A fórmula mantém-se a do costume, com muitos riffs entre o Pop e o Punk, sempre bebendo da inesgotável fonte de inspiração do rock alternativo dos anos 90 (a viciante “Lonely Girl” poderia ter saído de qualquer cd dos Pixies), vocais tão emotivos como monocórdicos e um Rivers Cuomo em modo guitar hero (o solo na memorável “Cleopatra” é delicioso) fazem as honras da casa, acertando quase tantas vezes quanto falham, ora soando característicos, ora gastos.
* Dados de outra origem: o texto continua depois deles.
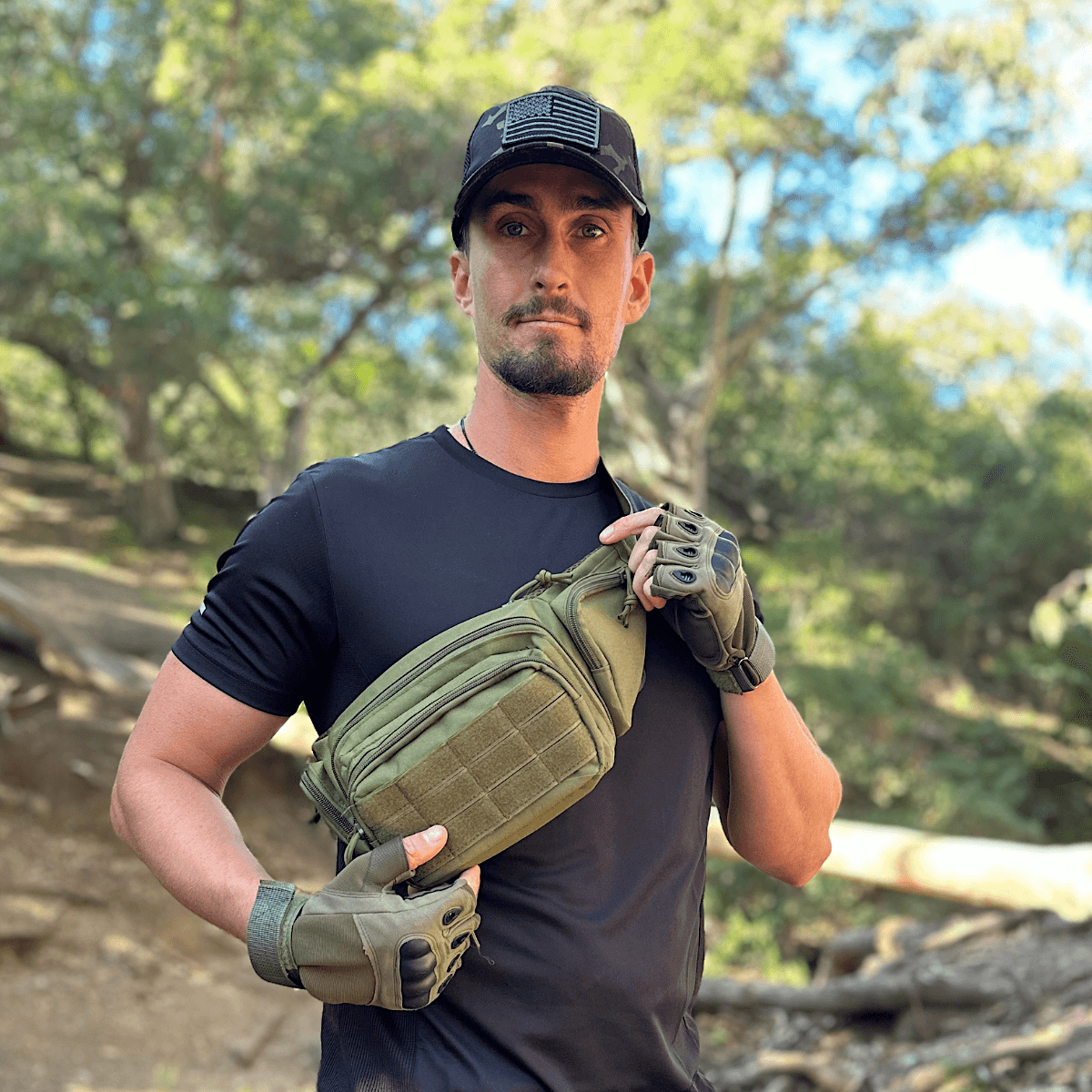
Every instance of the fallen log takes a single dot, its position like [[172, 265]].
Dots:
[[981, 872], [949, 987], [80, 661]]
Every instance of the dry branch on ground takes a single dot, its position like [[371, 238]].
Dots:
[[995, 1000]]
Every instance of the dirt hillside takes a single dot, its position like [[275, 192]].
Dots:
[[107, 983]]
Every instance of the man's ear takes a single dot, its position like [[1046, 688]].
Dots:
[[461, 282], [640, 287]]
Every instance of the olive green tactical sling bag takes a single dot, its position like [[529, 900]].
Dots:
[[494, 726]]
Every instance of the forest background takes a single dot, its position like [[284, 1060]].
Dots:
[[223, 257]]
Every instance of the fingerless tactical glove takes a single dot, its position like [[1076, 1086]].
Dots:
[[358, 942], [709, 601]]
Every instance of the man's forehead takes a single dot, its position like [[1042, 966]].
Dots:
[[532, 185]]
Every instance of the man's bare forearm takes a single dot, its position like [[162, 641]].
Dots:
[[167, 798], [192, 844], [784, 790]]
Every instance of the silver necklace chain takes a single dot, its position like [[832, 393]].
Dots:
[[462, 426]]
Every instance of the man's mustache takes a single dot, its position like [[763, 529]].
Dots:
[[538, 305]]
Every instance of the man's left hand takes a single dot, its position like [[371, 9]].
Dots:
[[642, 524]]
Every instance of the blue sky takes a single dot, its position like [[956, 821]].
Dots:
[[998, 267]]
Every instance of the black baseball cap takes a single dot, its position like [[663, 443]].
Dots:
[[554, 125]]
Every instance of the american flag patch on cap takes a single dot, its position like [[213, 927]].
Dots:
[[561, 118]]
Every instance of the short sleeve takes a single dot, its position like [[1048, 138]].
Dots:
[[268, 626]]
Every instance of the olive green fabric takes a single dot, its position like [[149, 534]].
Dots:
[[699, 571], [494, 726], [359, 942]]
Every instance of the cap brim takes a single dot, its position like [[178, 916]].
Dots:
[[543, 152]]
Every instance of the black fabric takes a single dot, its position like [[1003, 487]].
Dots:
[[591, 927]]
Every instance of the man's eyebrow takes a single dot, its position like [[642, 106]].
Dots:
[[525, 201]]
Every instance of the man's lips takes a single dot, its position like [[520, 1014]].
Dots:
[[552, 319]]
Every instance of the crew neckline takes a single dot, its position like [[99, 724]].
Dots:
[[484, 469]]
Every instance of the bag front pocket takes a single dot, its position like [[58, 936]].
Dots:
[[511, 737]]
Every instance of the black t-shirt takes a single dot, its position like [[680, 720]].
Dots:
[[592, 926]]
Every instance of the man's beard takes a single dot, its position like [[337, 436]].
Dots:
[[547, 369]]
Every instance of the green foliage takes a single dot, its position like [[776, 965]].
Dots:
[[223, 243]]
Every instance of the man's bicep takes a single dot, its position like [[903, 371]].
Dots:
[[189, 724], [722, 785]]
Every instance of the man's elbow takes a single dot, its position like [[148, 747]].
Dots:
[[118, 812], [802, 866]]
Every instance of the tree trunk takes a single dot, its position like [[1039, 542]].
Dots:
[[278, 474], [85, 421], [153, 495]]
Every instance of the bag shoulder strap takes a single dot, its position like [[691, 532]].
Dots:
[[637, 502]]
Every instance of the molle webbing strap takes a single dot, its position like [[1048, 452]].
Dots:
[[487, 774]]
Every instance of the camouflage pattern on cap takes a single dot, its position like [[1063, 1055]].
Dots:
[[552, 125]]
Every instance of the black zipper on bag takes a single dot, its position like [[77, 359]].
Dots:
[[329, 811], [571, 614]]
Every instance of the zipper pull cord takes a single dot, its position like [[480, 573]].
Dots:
[[540, 584], [632, 600]]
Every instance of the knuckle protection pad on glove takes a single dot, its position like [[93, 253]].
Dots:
[[698, 571], [371, 945]]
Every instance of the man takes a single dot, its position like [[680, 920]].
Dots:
[[591, 940]]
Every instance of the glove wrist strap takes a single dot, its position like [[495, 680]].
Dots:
[[747, 674], [270, 925]]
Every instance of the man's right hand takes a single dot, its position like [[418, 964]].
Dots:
[[358, 942]]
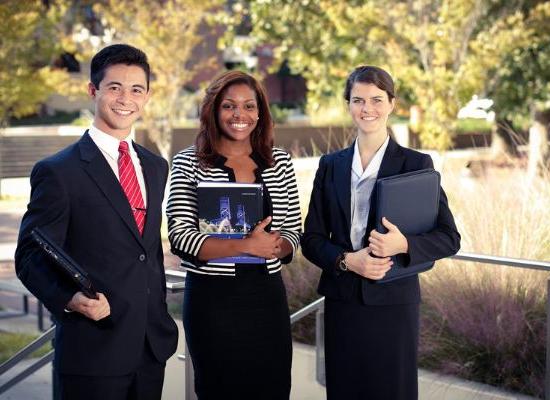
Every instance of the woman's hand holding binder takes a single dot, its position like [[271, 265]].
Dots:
[[361, 262], [388, 244]]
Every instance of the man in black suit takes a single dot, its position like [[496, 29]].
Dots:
[[100, 200]]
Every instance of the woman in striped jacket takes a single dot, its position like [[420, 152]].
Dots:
[[236, 316]]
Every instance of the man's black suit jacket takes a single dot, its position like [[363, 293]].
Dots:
[[327, 228], [78, 201]]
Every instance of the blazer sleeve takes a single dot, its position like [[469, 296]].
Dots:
[[316, 244], [182, 211], [292, 225], [441, 242], [49, 209]]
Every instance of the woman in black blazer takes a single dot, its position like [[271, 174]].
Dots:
[[371, 329]]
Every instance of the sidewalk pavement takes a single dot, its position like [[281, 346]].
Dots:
[[432, 386]]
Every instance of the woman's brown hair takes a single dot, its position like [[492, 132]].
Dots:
[[261, 138]]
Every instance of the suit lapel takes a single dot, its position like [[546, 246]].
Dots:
[[153, 188], [392, 164], [342, 182], [101, 173]]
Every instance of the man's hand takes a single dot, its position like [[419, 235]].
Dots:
[[388, 244], [91, 308], [362, 263]]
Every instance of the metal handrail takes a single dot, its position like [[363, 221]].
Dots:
[[506, 261], [27, 350], [464, 256], [177, 283], [311, 307], [22, 354]]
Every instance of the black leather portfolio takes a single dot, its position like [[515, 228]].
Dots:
[[411, 202], [65, 263]]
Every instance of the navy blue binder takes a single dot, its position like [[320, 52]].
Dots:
[[411, 202]]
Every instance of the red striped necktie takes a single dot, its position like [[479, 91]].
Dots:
[[128, 181]]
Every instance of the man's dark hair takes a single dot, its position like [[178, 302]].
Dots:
[[117, 54]]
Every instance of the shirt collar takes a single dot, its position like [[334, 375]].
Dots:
[[109, 144], [374, 164], [220, 160]]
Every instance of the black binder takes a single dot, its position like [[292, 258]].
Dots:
[[65, 264], [411, 202]]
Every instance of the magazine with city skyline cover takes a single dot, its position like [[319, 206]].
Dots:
[[230, 210]]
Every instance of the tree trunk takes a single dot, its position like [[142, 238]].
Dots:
[[539, 151], [504, 140], [161, 136]]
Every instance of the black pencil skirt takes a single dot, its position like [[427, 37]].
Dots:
[[238, 335], [371, 351]]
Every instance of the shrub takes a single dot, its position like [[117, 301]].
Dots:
[[487, 322]]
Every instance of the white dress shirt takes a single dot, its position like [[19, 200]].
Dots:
[[362, 184], [109, 148]]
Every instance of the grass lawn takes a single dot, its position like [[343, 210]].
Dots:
[[11, 343]]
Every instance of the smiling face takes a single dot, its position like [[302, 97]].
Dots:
[[369, 107], [120, 99], [238, 112]]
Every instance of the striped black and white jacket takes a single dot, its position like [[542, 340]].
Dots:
[[181, 210]]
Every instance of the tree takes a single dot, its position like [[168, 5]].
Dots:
[[28, 47], [520, 83], [171, 32], [426, 45]]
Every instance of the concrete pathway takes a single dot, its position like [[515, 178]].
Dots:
[[432, 386]]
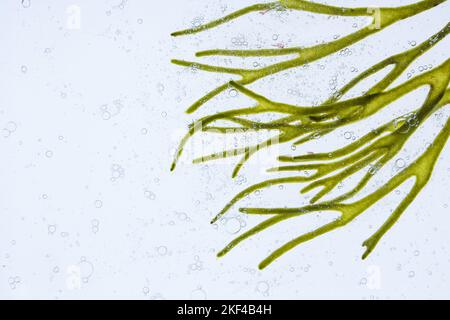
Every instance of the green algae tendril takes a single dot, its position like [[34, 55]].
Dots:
[[300, 124]]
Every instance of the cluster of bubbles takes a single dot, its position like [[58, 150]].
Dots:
[[197, 265], [162, 250], [14, 282], [333, 84], [117, 172], [110, 110], [233, 224], [9, 129], [87, 269], [98, 204], [407, 121], [51, 229], [239, 41], [149, 195], [295, 92], [345, 52], [349, 135]]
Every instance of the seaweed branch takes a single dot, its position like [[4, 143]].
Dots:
[[300, 124]]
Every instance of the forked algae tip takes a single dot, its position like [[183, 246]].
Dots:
[[300, 124]]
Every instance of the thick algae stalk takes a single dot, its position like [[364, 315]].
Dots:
[[303, 123]]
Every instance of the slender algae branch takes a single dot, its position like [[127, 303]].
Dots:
[[301, 124]]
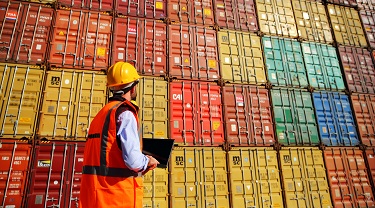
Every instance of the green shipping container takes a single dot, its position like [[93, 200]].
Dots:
[[294, 117], [284, 62]]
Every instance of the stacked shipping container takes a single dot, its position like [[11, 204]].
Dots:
[[258, 96]]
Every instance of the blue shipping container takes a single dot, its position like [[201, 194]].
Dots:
[[335, 119]]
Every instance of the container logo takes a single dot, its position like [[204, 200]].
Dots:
[[44, 163]]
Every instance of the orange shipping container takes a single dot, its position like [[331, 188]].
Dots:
[[348, 177]]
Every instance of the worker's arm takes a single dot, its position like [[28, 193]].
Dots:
[[131, 152]]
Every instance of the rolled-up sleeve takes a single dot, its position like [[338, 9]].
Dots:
[[131, 152]]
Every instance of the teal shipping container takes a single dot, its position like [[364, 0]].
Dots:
[[294, 117], [322, 65], [284, 62]]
Onde “Da Vinci”, com o seu ritmo dançável e assobio contagiante parece conseguir competir com a era dourada do Blue Album, a faixa-título soa apenas formulaica e cansativa e se “The British Are Coming” é um flirting interessante com tonalidades mais épicas, a peça final dividida em três actos (“The Waste Land/Anonymous/Return To Ithaka”) é apenas inconsequente e parece fundir-se apenas numa música excessivamente longa e forçada.

Desta forma, os fãs de Weezer dificilmente ficarão desapontados com o novo álbum, que reflecte a sonoridade clássica de uma banda que já acusa a idade e precisa urgentemente de uma injecção de frescura e/ou inovação, porque não basta querer repetir os primeiros cd’s durante 20 anos.